Este somero repaso de nuestro panorama juvenil nos remite obviamente al aeródromo de Cuatro Vientos, invadido estos días por una legión millonaria de jóvenes, tan divertidos como disciplinados, procedentes de 190 países con las culturas más distintas y distantes. No son una masa amorfa de individuos desconocidos entre sí y arribados allí por un aterrizaje forzoso. Sino que todos tienen su DNI y su código de barras, saben dónde están y a lo que vienen. Convocados, desde los cuatro vientos del planeta, como jóvenes católicos, por el Pontífice Romano, Pastor de la Iglesia universal.

Fue el beato Juan Pablo II quien introdujo proféticamente en el calendario de la Iglesia la praxis trienal de las Jornadas Mundiales y Juveniles que hoy tienen carta de naturaleza en la Iglesia y en el mundo. Durante ese periodo ha ido esclareciéndose progresivamente su identidad, y enriqueciéndose sus programas, merced a los impulsos de Roma y a la creatividad y experiencia de las diócesis anfitrionas.

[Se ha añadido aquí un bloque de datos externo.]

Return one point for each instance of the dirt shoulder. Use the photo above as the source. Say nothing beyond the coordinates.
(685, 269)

Pienso ahora en la de Madrid, como inmediata posterior a la de Sidney, que nos está asombrando a todos con su grandiosa preparación, la colaboración de todas las diócesis y sus logros técnicos y espirituales. En la «olimpiada» mundial de la Cruz y del Icono, con su huella imborrable en todas partes; en la reconversión de un campo yerto de cuarenta y ocho estadios de fútbol en un campamento lleno de vida, una ciudad improvisada para un millón de comensales. Todo esto bajo la firma suprema del Papa Benedicto XVI, asistido por el cardenal Rouco, ducho en estas lides, y el obispo César Franco; y estos, a su vez, por 30.000 voluntarios que considero beatificables.

Benedicto XVI valoró desde el primer momento la hondura y fecundidad de estos encuentros, a los que ha dado sello propio y llevado hacia mejor. A los siete años de pontificado, con buena salud y mejor ánimo, el Papa reinante tiene ya en su haber grandes logros de gobierno y ha sabido superar con soltura prejuicios y conflictos delicados. Hoy se ha ganado el corazón del mundo con la centralidad de Cristo, con su magisterio doctrinal y su cercanía humana. En Cuatro Vientos, hoy corazón de la Iglesia, todos nos sentimos como ovejas con Pastor.

Antonio Moreno Moreno, arzobispo emérito de Mérida-Badajoz.